A cloned bovine corneal endothelial cell line was transformed in vitro by simian virus 40, and the subendothelial extracellular matrix‐associated sulfated glycosaminoglycans synthesized by the cells were isolated and compared with their untransformed counterpart. The transformed endothelial cells grew at faster rates to higher stationary cell densities in the absence of fibroblast growth factor than did the untransformed cells. On a per‐cell basis, the transformed cells produced slightly lower amounts of sulfated glycosaminoglycans. The rate of production of sulfated glycosaminoglycans in extracellular matrix increased during seven days of culture.

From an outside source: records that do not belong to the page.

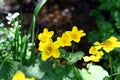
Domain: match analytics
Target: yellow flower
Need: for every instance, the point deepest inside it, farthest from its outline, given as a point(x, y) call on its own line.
point(109, 44)
point(93, 50)
point(64, 40)
point(49, 49)
point(94, 58)
point(46, 35)
point(20, 76)
point(96, 55)
point(76, 34)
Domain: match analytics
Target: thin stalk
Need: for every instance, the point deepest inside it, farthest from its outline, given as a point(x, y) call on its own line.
point(110, 63)
point(75, 69)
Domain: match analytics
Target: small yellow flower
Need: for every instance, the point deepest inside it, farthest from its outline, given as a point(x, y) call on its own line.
point(94, 58)
point(96, 55)
point(20, 76)
point(64, 40)
point(76, 34)
point(49, 49)
point(109, 44)
point(46, 35)
point(93, 50)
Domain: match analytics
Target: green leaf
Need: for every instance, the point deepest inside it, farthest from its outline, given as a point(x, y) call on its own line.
point(93, 72)
point(37, 9)
point(45, 66)
point(65, 72)
point(73, 58)
point(33, 71)
point(8, 69)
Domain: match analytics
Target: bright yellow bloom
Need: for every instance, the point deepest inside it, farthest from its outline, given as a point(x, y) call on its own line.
point(46, 35)
point(64, 40)
point(93, 58)
point(76, 34)
point(93, 50)
point(109, 44)
point(49, 49)
point(96, 55)
point(20, 76)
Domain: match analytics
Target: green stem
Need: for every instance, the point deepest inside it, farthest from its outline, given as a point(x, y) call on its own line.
point(75, 69)
point(73, 47)
point(110, 63)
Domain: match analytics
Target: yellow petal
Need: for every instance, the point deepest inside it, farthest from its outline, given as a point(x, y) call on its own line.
point(56, 53)
point(29, 79)
point(45, 56)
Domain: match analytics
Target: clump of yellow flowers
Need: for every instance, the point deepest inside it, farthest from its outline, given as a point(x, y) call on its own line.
point(20, 76)
point(50, 48)
point(96, 50)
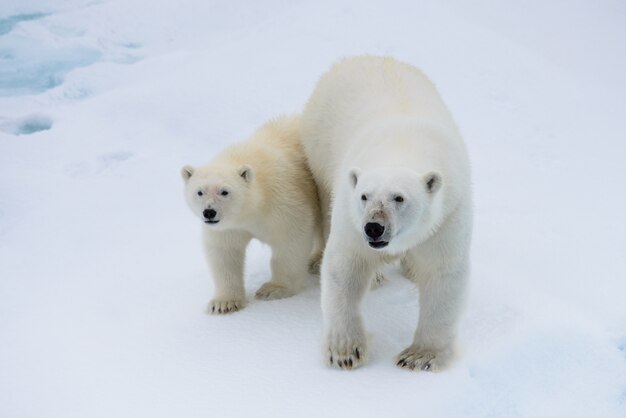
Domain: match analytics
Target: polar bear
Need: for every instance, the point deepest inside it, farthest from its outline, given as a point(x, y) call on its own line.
point(260, 188)
point(393, 176)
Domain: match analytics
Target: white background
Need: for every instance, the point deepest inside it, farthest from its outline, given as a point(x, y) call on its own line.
point(102, 281)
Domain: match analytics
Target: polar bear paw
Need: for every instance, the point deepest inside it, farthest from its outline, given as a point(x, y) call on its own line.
point(420, 358)
point(345, 352)
point(315, 264)
point(272, 291)
point(224, 306)
point(378, 280)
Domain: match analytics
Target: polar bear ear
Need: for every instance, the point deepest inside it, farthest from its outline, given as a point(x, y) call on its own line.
point(432, 181)
point(246, 173)
point(186, 172)
point(354, 175)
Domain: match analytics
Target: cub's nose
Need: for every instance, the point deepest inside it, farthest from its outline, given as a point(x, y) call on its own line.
point(374, 230)
point(209, 214)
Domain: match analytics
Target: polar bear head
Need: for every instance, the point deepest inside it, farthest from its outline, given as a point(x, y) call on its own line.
point(219, 194)
point(394, 208)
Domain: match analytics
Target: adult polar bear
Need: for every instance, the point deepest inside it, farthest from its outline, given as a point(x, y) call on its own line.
point(394, 176)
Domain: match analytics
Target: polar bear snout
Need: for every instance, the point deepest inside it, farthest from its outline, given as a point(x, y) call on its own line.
point(209, 216)
point(374, 230)
point(375, 233)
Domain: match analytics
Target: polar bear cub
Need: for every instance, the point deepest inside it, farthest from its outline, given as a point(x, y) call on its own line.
point(261, 188)
point(394, 182)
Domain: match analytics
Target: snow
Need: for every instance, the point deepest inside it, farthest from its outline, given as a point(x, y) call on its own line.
point(102, 279)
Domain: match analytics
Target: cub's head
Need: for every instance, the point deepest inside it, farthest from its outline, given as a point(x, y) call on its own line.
point(394, 208)
point(218, 195)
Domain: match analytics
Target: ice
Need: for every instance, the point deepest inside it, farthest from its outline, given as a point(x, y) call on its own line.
point(103, 285)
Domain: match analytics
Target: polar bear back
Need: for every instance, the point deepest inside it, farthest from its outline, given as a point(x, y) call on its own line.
point(365, 106)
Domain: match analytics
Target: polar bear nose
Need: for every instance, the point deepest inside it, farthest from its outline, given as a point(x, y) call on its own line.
point(209, 213)
point(374, 230)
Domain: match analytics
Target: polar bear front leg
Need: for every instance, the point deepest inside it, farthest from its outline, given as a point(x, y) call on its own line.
point(289, 264)
point(441, 301)
point(345, 279)
point(225, 252)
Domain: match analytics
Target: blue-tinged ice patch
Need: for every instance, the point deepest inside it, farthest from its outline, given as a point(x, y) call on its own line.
point(26, 125)
point(8, 23)
point(28, 66)
point(104, 163)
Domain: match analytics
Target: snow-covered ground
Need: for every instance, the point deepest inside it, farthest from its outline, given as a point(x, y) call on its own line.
point(102, 279)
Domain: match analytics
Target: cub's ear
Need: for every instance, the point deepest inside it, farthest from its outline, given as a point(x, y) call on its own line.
point(186, 172)
point(432, 181)
point(353, 175)
point(246, 173)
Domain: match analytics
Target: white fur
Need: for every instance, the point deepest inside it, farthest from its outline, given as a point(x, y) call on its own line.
point(377, 128)
point(262, 189)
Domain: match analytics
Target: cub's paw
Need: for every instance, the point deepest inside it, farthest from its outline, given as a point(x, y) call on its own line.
point(344, 351)
point(421, 358)
point(378, 280)
point(271, 291)
point(315, 264)
point(224, 306)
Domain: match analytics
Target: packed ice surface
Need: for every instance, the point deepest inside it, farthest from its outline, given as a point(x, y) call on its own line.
point(102, 281)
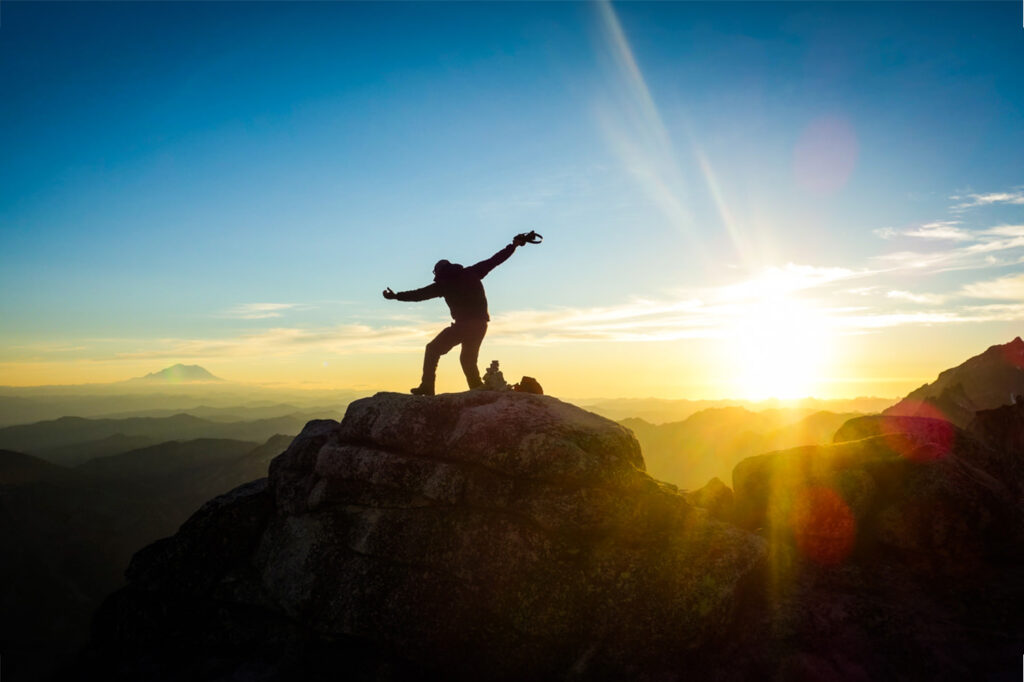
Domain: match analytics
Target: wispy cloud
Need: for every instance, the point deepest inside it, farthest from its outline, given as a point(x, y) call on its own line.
point(942, 229)
point(260, 310)
point(971, 200)
point(1010, 288)
point(929, 299)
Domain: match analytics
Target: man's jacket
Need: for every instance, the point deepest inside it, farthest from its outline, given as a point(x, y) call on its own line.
point(461, 288)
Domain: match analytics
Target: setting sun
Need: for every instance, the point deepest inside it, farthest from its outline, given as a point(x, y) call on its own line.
point(777, 347)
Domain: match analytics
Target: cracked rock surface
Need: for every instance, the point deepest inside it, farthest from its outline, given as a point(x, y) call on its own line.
point(468, 536)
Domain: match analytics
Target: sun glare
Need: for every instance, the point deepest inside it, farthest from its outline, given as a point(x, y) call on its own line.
point(777, 348)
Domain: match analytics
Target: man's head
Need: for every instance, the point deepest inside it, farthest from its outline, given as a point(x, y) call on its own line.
point(443, 268)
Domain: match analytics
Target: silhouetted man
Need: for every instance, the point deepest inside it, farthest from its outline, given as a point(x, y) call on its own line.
point(463, 291)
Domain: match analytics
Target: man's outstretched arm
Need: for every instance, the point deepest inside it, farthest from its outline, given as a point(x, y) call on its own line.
point(430, 291)
point(484, 266)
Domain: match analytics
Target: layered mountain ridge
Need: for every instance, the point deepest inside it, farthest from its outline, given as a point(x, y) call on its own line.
point(504, 536)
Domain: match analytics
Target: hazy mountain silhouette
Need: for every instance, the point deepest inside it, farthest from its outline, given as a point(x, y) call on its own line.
point(711, 442)
point(67, 534)
point(74, 439)
point(507, 537)
point(988, 380)
point(177, 374)
point(662, 411)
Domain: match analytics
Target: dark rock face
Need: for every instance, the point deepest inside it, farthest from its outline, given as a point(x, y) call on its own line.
point(895, 556)
point(472, 536)
point(986, 381)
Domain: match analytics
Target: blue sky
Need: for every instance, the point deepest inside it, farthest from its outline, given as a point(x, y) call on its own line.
point(233, 183)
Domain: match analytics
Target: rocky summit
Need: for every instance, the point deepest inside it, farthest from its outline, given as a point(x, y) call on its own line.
point(471, 536)
point(504, 536)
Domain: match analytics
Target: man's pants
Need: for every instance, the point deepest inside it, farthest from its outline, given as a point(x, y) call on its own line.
point(470, 335)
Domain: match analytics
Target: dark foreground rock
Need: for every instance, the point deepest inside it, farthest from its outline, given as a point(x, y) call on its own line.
point(894, 556)
point(473, 536)
point(513, 537)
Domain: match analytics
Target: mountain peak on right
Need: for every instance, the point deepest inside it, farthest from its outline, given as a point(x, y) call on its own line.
point(988, 380)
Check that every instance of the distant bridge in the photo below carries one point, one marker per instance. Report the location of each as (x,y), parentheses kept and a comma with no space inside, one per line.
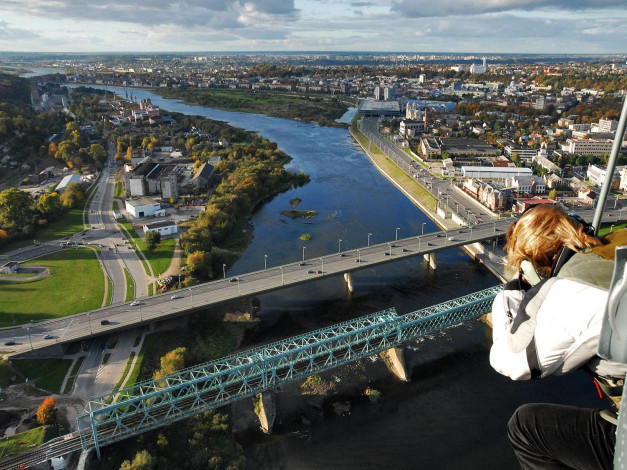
(122,316)
(152,404)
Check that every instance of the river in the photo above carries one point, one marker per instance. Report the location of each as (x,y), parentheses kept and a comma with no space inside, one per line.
(453,413)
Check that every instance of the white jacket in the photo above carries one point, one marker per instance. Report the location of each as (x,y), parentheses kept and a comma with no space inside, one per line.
(556,332)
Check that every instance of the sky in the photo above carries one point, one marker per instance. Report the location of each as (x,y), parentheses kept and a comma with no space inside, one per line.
(482,26)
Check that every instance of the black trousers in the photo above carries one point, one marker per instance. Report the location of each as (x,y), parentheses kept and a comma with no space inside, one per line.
(548,436)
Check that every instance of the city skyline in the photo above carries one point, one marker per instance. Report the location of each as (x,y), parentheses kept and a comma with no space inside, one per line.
(481,26)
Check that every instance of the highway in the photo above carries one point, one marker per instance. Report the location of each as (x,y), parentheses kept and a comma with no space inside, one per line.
(121,316)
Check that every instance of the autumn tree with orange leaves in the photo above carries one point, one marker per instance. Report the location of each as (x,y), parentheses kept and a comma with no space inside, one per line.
(46,413)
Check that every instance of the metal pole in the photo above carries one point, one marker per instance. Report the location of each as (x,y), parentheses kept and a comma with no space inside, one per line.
(611,165)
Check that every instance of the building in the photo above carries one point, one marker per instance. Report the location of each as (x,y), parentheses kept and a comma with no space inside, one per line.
(597,175)
(494,172)
(411,128)
(527,184)
(144,207)
(150,178)
(11,267)
(525,154)
(66,181)
(607,125)
(588,146)
(164,227)
(202,178)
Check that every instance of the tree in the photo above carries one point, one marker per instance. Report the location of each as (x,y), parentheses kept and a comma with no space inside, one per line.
(170,363)
(142,461)
(98,153)
(15,208)
(49,205)
(153,238)
(46,413)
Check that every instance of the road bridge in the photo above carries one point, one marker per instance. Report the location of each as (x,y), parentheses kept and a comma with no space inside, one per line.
(152,404)
(59,332)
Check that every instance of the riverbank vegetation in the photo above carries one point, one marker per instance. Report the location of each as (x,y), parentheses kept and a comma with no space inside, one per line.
(202,441)
(294,214)
(247,173)
(310,108)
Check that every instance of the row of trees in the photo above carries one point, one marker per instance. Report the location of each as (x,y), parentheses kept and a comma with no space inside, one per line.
(20,214)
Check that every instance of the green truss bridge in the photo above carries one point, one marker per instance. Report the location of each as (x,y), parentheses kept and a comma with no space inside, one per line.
(152,404)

At confluency the extracellular matrix‐associated sulfated glycosaminoglycans synthesized by the untransformed endothelial cells consisted of about 80% heparan sulfate and about 20% chondroitin sulfate. Extracellular matrix‐associated sulfated glycosaminoglycans of transformed endothelial cells were composed of about 70% heparan sulfate and about 30% chondroitin sulfate plus dermatan sulfate. High‐speed gel permeation chromatography profiles on Fractogel TSK HW‐55(S) of matrix‐associated heparan sulfate from untransformed and transformed endothelial cells were very similar, and gave single peaks (K_av= 0.19). Apparent M_r estimated from the eluting position of the peaks were approximately 47000. Heparan sulfate from both untransformed and transformed endothelial cells was degraded by incubation with a metastatic B16 melanoma cell lysate containing heparanase (heparan‐sulfate‐specific endo‐β‐glucuronidase). The eluting position of the heparan sulfate degradation products on gel permeation column were similar (K_av= 0.43). Size analysis and anion‐exchange chromatography of the degradation products after nitrous acid deamination at low pH indicated that the degree of N‐sulfation of heparan sulfate was similar in untransformed and transformed endothelial cells. The results indicated that transformation of endothelial cells only slightly changes the molecular nature of subendothelial matrix‐associated sulfated glycosaminoglycans.